Thursday, May 12, 2016

Electoral Commission takes Tories to High Court over election spending scandal

From the Mirror website today:
The Electoral Commission are taking the Tories to the High Court to force them to reveal documents detailing the spending on Battle Buses ahead of the 2015 general election. 
The Commission have already asked the Tories twice for the documents, but they have only provided "limited" disclosure. 
Political parties have a legal obligation to provide full spending disclosures to the Commission on request.
Later...

2 comments:

Anonymous said...

First, see today's Metro where a CCHQ source makes clear they are co-operating with the Electoral Commission and that there was no need for the EC to go to the High Court as the documents they wanted have always been made available.

Second, one has to wonder why all this now. "Team2015" was not some secret campaign kept hush-hush. Full details of what was happening was always out in public. Guido Fawkes (for all its crass tedium) ran stories of Tory youngsters being treated to curries, discos and hotels (and the bed hopping therein). Why did no one complain at the time?

Jonathan Calder said...

No one complained at the time because returns of expenses are not made until after the election.

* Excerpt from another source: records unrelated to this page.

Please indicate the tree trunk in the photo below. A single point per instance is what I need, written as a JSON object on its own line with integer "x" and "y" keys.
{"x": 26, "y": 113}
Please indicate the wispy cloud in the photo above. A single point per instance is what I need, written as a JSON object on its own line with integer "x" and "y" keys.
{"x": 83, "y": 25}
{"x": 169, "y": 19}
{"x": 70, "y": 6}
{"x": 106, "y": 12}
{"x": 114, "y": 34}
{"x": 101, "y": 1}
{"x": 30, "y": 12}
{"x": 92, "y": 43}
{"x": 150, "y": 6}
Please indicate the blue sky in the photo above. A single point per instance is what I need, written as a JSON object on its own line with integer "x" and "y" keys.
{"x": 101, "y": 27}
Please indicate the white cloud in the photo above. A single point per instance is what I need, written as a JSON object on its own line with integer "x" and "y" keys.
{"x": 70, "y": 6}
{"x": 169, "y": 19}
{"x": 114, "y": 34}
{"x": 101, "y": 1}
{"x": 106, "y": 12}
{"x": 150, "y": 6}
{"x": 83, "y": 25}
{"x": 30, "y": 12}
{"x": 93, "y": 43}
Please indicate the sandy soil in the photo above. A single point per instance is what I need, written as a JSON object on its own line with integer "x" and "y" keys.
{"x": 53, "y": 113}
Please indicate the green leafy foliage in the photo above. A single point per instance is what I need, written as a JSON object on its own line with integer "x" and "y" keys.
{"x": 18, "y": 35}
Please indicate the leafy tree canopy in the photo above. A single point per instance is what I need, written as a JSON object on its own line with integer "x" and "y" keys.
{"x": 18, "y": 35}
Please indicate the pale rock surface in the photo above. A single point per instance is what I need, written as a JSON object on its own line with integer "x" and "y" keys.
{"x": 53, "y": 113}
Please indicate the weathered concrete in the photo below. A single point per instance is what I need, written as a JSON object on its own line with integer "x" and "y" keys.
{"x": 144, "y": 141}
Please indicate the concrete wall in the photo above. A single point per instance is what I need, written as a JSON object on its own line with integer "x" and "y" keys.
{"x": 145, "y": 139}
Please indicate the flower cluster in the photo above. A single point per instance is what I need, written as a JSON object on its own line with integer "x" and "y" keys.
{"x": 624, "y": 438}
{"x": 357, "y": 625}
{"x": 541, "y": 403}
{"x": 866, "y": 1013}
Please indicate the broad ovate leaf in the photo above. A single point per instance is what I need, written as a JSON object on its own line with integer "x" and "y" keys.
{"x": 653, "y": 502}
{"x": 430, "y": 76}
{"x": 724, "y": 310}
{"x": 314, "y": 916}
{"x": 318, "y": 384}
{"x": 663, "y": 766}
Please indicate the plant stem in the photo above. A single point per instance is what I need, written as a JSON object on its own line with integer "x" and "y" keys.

However, scepticism was expressed at the Newark by-election in 2014:

"At the election count both the Ukip leader Nigel Farage and the Liberal Democrat contender David Watts expressed strong doubts about whether the huge Conservative campaign, which was one of the strongest mounted by the party in many years, had stuck within the official £100,000 limit.

"Mr Watts, who came sixth in Newark, with just 1,004 votes, estimated, in an interview with Channel 4 News, that the Conservatives really spent around £250,000 in achieving their victory."